Unsere clubeigenen Medien sind für uns ein festes Standbein in der Markenstrategie. Und ja, da sind wir schon sehr stark. Unser FCB TV haben wir inzwischen schon in 85 Länder verkauft. Neben unseren täglichen FCB News produzieren wir ein TV-Magazin mit wöchentlich drei Stunden, in die wir auch die Produkte unserer Partner integrieren. Die Sender geben uns eine Ausstrahlungsgarantie.

Wie werden Produkte der Partner integriert?

Durch Einbindung und Nutzung der Produkte unserer Partner in die Berichterstattung werden diese integriert, ohne dass es sich um plakative Werbung handelt.

Wie wichtig sind die sozialen Medien?

Sehr wichtig. Wir haben erkannt, dass sich die Fans immer individueller und auf verschiedenen Wegen abseits der traditionellen Medien über ihren FC Bayern informieren möchten. Das versuchen wir auf verschiedenen Kanälen zu bedienen. Wir haben ja mit MyFCB eine eigene soziale Plattform und sind auf Google Plus, Twitter, Instagram, Facebook und weiteren sozialen Netzwerken vertreten.
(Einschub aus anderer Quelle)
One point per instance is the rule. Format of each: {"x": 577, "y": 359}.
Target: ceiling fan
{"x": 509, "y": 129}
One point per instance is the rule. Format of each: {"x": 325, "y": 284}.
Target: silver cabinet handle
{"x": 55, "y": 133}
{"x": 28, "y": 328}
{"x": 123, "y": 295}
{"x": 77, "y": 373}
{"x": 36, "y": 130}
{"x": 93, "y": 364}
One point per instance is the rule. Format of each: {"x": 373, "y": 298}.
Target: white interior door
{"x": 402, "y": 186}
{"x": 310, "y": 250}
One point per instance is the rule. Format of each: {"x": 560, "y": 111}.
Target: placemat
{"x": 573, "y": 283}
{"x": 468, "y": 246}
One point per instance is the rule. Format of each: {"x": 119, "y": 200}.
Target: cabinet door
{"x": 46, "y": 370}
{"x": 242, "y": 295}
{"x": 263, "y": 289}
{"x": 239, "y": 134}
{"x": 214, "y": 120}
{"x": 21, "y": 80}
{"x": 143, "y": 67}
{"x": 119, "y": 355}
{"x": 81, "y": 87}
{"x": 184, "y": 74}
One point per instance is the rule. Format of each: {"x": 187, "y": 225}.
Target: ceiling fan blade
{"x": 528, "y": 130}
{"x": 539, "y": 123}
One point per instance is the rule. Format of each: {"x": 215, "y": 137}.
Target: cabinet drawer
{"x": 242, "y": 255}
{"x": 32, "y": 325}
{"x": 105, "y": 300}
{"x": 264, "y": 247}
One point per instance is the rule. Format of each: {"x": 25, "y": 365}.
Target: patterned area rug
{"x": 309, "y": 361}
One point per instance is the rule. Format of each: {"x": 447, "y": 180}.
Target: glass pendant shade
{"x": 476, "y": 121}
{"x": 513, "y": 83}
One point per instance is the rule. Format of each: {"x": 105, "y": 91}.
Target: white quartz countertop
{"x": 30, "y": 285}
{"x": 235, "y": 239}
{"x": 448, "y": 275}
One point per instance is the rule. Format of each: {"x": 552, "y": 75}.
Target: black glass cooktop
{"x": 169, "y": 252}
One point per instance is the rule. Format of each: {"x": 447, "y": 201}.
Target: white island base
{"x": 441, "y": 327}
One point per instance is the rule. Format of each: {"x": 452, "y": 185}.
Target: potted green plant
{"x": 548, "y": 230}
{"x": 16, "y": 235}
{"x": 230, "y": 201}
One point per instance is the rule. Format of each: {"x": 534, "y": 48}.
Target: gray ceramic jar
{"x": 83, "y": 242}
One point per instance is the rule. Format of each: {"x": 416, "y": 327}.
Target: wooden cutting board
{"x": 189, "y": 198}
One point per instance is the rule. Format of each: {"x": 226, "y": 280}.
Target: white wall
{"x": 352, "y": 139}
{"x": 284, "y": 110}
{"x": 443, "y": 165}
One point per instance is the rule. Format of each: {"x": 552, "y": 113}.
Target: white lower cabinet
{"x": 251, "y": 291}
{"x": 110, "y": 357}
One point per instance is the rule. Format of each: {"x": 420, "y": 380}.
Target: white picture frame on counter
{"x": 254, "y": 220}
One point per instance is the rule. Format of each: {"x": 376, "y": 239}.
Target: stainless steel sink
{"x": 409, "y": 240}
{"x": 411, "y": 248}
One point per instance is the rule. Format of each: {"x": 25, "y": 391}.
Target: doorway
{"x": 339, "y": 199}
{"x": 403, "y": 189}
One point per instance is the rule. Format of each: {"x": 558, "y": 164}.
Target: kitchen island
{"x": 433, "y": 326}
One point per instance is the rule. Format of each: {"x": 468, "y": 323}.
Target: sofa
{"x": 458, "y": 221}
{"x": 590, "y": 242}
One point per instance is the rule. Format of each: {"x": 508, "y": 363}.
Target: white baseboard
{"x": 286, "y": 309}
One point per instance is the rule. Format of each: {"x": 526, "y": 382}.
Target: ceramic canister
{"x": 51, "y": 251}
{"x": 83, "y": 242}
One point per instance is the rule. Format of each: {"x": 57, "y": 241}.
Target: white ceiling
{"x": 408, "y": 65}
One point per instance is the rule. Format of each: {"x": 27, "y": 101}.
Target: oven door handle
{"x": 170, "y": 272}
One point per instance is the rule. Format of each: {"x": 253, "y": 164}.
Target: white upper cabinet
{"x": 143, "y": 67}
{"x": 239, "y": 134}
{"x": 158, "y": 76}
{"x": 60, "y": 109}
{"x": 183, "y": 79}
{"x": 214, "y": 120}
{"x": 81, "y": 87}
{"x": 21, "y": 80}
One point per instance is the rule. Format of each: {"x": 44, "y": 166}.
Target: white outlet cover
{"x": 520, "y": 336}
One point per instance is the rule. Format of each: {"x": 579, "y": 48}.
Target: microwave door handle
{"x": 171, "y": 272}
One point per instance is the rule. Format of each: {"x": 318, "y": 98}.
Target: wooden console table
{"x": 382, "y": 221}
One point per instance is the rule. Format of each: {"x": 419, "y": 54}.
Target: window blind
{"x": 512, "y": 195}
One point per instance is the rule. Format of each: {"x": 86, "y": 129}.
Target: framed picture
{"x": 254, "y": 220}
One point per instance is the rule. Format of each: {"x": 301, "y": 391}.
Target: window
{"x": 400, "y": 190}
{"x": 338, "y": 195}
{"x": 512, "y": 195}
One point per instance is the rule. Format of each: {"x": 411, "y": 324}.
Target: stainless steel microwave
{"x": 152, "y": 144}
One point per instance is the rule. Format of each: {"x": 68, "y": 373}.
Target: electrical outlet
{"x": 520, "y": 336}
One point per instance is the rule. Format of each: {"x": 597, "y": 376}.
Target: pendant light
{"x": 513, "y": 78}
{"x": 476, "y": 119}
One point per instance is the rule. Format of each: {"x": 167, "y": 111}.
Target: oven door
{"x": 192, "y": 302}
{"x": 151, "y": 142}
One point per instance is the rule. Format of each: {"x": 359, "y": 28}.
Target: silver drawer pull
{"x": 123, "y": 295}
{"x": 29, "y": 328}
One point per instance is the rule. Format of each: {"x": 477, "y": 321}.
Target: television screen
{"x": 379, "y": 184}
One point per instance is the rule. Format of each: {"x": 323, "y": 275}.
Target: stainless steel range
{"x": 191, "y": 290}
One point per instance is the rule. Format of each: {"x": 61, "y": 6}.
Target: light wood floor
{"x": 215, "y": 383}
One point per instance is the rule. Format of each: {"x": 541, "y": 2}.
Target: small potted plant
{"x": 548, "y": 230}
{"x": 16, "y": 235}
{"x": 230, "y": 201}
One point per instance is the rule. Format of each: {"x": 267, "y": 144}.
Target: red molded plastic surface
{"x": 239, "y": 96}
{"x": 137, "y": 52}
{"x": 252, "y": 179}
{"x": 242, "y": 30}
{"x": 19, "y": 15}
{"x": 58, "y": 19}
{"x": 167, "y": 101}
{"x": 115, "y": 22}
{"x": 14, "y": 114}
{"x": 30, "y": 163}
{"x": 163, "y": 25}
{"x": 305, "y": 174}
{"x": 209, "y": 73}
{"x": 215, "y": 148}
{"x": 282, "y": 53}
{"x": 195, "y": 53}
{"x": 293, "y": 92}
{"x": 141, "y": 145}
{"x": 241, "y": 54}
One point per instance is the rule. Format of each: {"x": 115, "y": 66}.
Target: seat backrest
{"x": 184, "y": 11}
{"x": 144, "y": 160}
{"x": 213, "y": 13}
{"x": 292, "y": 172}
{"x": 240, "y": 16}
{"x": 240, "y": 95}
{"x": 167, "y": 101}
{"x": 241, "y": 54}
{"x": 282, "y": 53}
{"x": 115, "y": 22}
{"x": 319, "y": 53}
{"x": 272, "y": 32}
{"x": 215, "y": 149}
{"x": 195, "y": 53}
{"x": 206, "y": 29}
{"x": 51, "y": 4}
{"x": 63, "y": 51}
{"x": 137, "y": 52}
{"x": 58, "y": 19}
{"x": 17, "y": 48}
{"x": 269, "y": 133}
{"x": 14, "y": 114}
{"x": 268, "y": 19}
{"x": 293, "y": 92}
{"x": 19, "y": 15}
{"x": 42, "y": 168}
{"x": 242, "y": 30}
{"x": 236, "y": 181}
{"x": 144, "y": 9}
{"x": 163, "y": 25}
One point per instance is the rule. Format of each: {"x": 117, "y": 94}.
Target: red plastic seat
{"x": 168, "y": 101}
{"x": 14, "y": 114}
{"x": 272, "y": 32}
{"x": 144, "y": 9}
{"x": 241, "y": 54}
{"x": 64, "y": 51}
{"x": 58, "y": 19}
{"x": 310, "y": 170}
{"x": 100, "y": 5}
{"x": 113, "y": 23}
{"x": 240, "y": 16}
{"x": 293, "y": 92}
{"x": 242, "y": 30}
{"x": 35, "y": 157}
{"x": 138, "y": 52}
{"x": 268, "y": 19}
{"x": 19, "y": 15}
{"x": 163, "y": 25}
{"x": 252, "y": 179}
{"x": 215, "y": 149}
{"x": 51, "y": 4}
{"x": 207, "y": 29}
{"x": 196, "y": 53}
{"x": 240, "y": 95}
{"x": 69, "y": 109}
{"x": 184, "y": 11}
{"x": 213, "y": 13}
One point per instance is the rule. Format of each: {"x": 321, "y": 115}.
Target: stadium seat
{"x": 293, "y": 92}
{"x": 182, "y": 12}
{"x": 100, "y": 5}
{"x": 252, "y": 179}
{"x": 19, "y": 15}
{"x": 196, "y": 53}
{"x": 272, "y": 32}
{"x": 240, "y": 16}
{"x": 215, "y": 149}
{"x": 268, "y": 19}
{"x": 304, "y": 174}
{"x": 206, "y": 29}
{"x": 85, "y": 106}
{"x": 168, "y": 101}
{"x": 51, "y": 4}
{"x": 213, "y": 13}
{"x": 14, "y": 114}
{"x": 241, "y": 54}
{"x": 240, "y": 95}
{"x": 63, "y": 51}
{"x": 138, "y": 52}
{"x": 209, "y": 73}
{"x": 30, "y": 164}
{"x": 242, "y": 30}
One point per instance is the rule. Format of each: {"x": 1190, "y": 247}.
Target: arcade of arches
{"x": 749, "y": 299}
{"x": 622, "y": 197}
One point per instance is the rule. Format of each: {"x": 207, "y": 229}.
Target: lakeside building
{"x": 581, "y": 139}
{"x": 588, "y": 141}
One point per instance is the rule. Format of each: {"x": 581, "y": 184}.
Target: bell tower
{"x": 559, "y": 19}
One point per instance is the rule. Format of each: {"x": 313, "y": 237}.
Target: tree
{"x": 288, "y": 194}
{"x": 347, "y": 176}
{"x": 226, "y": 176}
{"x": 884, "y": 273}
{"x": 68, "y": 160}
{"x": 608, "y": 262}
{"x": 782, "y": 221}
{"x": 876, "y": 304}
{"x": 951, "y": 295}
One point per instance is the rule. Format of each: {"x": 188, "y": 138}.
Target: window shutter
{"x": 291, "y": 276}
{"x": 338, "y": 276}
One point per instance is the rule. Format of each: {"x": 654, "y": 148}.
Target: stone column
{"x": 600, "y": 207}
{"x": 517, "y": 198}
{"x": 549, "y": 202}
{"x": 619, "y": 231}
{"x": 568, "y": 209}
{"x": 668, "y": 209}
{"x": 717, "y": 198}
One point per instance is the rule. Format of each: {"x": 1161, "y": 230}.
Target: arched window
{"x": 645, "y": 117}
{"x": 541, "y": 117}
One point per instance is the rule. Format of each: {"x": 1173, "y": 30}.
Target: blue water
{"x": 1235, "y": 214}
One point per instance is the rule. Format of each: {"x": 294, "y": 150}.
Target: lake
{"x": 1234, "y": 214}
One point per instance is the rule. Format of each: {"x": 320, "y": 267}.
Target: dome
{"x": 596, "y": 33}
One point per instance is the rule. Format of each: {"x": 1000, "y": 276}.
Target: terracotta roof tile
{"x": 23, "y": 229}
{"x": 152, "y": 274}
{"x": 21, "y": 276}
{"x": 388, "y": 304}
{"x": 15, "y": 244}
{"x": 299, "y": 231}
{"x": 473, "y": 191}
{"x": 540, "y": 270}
Allein in China haben wir in den sozialen Netzwerken Sina und Tencent weibo mittlerweile über zwei Millionen User. Die Zahlen sind nach unserer Chinareise im letzten Jahr enorm gestiegen.“

In diesem Sinne, viel Spaß mit der Bundesligasaison 2013/2014.

Euer Mike

 

Mike, was ist eigentlich … heute: Vampir-Effekt

Der „Vampir-Effekt“ bezeichnet eine für Sponsoren ungünstige Konstellation der Darstellung in einer Berichterstattung.
Ein Sportler wird samt Gesicht gezeigt, was die Aufmerksamkeit des Betrachters unweigerlich auf das Gesicht lenkt und von den wahrnehmbaren Sponsoringbotschaften abzieht.

Im Gehirn, vor allem im rechten Schläfenlappen, gibt es einen Bereich, der das Erkennen von Gesichtern ermöglicht.
Dieser Bereich wird „Fusiform Face Area (FFA)“ genannt und bewirkt, dass Werbebotschaften im Umfeld nicht mehr ausreichend wahrgenommen werden.
Der Mensch kann Gesichter schneller und intensiver mit dem Gehirn analysieren als andere Reize in deren Umgebung.